The skilled worker is familiar with the fact that the production of little foam, foam inhibition and stability to alkali on the one hand and biodegradability as required by the German Detergent Act and the associated regulation on the other hand are contrary requirements The degree of difficulty encountered, for example by the industrial metal cleaning and the bottle-washing sectors, in obtaining surfactants which conform to the Act and whose performance characteristics are also acceptable is reflected in the fact that the provisional regulation for this class of surfactants has now been extended for the second time, to 1986.

It is an object of the present invention to provide industry with a non-ionic surfactant which meets the desired requirements, in particular for industrial cleaning processes.

We have found that this object is achieved if non-ionic surfactants of the formula I

R--O--(X.sub.1).sub.n --(X.sub.2).sub.m --(X.sub.3).sub.p --Z

where R is alkyl of 8 to 22 carbon atoms, X.sub.1 and X.sub.3 are each an ethylene oxide unit, n and p are each from 0 to 10 and the sum of n and p is not less than 2, preferably not less than 5 and not more than 9, X.sub.2 is a propylene oxide or butylene oxide unit, m is from 1 to 5, preferably from 2 to 4, and Z is methyl, ethyl or allyl, are used as low-foam, antifoaming and biodegradable surfactants in industrial cleaning processes, in particular bottle-washing and metal-cleaning.

Surprisingly, the special compounds of the formula I have a good antifoaming effect, although the skilled worker is familiar with the fact that little foam inhibition can be achieved by blocking terminal groups with methyl.

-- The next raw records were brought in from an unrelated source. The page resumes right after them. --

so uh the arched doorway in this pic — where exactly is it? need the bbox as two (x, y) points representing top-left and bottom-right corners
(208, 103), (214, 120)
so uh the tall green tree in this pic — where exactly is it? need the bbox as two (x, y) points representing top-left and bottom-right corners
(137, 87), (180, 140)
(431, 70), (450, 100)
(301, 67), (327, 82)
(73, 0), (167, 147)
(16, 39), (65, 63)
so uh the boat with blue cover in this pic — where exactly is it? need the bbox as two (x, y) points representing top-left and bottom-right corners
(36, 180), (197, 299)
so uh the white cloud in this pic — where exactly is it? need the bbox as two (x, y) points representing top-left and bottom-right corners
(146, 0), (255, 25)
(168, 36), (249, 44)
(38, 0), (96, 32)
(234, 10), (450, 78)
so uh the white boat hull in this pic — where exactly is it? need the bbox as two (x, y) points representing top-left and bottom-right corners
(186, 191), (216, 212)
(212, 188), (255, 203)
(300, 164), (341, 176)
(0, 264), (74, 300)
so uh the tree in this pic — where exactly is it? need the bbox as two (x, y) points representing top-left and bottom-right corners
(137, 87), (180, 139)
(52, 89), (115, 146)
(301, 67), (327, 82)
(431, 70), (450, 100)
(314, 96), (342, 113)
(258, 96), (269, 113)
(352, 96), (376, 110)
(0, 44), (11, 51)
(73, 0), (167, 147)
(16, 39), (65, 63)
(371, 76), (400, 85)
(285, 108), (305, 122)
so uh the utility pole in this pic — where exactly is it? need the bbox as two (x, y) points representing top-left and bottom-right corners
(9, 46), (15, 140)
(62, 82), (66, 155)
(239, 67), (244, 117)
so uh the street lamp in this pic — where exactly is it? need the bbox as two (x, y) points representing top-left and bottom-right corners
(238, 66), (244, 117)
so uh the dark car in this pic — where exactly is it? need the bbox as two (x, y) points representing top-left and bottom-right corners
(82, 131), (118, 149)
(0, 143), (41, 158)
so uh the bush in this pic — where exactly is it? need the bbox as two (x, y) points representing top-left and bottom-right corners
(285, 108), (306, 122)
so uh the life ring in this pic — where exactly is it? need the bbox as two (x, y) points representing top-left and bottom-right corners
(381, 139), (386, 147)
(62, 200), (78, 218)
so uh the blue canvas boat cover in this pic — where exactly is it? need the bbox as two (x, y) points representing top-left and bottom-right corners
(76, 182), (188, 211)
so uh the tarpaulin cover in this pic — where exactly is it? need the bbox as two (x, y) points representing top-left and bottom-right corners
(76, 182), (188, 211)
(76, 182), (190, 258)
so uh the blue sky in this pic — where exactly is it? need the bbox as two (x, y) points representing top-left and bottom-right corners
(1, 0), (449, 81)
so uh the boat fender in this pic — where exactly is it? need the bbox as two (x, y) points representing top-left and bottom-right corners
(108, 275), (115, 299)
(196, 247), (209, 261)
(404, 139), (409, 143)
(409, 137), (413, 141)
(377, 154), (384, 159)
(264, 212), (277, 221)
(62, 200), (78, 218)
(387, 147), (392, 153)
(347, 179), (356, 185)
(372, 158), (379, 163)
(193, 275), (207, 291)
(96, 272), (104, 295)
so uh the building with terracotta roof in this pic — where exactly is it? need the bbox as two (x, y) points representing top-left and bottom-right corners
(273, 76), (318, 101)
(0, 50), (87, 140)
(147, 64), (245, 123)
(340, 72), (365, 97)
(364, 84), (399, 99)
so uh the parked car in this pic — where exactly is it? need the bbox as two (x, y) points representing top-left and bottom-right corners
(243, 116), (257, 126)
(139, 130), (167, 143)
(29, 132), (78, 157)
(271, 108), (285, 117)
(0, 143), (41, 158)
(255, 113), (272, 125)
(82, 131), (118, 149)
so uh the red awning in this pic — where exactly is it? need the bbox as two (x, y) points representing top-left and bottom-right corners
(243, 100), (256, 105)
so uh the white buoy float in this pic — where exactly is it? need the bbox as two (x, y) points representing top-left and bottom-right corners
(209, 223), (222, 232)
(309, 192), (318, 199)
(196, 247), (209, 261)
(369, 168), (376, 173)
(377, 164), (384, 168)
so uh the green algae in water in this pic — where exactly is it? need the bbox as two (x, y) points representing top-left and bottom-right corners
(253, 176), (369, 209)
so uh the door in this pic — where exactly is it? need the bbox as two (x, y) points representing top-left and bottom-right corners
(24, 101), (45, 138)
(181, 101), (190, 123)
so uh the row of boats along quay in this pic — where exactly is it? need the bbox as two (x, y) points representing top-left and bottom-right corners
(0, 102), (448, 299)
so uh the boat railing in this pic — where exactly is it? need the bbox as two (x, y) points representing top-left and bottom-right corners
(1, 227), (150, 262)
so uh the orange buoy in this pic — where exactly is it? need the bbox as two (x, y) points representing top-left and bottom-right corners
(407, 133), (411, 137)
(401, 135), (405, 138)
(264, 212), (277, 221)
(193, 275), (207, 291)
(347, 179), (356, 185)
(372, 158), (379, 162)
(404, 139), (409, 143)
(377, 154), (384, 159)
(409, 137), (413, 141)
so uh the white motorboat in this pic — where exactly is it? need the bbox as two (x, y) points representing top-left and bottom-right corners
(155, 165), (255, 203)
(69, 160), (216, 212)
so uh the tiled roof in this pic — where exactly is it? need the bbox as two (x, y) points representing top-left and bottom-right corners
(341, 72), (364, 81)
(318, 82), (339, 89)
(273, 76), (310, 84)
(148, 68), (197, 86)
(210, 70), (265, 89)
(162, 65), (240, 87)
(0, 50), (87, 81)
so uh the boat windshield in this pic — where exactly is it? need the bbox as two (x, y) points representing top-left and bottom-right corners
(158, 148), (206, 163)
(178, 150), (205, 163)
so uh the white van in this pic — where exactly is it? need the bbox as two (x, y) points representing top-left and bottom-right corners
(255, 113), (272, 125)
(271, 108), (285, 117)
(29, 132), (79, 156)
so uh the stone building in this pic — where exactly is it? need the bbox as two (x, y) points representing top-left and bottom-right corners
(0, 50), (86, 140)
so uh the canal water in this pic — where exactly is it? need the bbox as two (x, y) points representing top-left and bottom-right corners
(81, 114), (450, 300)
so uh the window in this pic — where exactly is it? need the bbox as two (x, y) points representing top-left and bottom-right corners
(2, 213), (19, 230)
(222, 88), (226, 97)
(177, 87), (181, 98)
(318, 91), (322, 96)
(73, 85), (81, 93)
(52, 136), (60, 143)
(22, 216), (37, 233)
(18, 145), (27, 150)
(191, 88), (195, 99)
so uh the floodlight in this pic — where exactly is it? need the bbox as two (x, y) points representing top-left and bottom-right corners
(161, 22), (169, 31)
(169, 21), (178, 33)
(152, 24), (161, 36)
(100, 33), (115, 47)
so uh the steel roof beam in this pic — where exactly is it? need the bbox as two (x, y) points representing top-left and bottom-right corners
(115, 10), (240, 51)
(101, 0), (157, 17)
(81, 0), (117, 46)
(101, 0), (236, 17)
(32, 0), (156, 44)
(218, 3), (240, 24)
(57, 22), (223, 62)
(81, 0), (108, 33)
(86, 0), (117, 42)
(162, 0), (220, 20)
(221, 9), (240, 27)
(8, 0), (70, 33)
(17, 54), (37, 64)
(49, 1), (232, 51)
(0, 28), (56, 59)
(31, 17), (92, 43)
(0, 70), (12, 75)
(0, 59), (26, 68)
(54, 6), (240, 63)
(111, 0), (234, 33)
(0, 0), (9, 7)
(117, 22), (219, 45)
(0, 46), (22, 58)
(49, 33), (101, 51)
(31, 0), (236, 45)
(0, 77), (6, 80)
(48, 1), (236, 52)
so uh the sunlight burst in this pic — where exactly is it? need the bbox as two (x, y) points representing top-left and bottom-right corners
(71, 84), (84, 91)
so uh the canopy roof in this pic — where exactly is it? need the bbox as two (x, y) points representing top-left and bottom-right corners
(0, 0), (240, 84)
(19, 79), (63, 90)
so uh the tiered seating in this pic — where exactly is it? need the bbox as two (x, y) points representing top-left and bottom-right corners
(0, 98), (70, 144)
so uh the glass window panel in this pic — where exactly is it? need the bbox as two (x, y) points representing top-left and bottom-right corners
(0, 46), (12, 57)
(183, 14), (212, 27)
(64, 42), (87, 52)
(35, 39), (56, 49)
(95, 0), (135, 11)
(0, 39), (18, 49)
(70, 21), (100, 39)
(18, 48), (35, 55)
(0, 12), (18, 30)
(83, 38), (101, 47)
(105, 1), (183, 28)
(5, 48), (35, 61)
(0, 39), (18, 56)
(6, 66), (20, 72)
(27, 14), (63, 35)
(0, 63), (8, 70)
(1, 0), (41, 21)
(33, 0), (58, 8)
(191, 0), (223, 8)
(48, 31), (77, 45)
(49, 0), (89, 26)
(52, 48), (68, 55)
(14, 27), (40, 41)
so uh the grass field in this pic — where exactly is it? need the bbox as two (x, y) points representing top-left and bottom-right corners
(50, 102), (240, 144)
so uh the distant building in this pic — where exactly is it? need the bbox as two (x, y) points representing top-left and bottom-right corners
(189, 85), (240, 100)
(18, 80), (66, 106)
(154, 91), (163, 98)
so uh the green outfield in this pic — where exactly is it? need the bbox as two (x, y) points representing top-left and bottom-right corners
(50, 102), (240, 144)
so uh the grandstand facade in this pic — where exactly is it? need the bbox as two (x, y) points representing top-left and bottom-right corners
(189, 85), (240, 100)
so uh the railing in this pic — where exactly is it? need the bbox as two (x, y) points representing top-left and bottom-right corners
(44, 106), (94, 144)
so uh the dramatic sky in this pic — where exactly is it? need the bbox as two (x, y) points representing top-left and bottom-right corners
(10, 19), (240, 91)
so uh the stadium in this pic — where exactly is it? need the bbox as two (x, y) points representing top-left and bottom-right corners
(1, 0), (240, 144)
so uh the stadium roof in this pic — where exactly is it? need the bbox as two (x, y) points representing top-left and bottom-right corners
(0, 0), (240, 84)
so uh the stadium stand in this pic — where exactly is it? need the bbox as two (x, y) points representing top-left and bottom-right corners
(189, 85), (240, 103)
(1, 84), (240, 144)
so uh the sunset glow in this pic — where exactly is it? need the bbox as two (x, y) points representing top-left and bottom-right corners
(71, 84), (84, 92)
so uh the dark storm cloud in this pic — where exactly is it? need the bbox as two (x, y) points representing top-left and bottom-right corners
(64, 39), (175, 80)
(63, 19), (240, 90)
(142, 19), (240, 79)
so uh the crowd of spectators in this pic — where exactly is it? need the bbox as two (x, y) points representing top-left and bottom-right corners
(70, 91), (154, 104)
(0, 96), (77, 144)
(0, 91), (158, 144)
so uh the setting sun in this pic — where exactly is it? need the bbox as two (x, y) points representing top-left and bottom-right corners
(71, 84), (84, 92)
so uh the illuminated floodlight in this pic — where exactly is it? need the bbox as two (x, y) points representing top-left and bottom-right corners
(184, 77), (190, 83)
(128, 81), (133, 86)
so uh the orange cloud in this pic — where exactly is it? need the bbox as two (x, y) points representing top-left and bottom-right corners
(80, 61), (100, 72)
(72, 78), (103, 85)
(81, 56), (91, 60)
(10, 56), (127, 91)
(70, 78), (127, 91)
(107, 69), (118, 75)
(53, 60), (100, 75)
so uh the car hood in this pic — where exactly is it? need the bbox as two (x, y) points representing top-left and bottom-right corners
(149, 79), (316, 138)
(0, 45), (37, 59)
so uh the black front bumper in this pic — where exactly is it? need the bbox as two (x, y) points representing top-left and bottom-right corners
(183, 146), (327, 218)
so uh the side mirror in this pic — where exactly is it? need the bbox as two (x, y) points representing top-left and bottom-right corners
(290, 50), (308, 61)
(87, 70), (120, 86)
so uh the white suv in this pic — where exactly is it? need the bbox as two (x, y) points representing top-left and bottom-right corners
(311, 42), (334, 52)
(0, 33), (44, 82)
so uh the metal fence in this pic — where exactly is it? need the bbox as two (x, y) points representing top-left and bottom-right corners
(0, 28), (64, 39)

They produce little foam and can be classified as satisfactorily biodegradable in accordance with the provisions in the Federal Law Gazette of Jan. 30, 1977, part 1, page 244 et seq.

Radicals R are particularly preferably alkyl radicals of 10 to 18 carbon atoms, very particularly radicals based on C.sub.13 /C.sub.15 -oxoalcohols and C.sub.10 /C.sub.14 Ziegler alcohols, where p is 0, n is from 5 to 9 and m is from 2 to 4, whose terminal group is blocked by methyl, and mixtures of these surfactants.

In conformity with the definition, starting materials for the preparation of the surfactants used according to the invention are fatty alcohols of 8 to 22 carbon atoms, or mixtures of these. They can be branched or straight-chain, preferred fatty alcohols being straightchain, or branched only to a small degree. Compounds of this type are alcohols, such as octanol, nonanol, decanol, dodecanol, tetradecanol, hexadecanol or oxadecanol (stearyl alcohol), and mixtures of these. Those obtained by the Ziegler synthesis or the oxo synthesis are particularly preferred industrially. These are mixtures of alcohols of 9/11, 13/15 or 16/18 carbon atoms, the mixtures being prepared by the oxo synthesis. The mixtures of alcohols of 8/10, 10/12, 12/16 and 16/20 carbon atoms, which mixtures are obtained by the Ziegler synthesis, are also advantageous. The C.sub.13 /C.sub.15 cut of the alcohol fraction obtained by the oxo synthesis is particularly advantageous.

The alcohol oxyalkylates are prepared in a conventional manner, and the oxyalkylates obtained are then converted to the corresponding ethers with an alkylaating agent. The process as for the preparation of these surfactants are known from the literature and do not require a general description. The specific preparation of some selected compounds is treated in the Examples.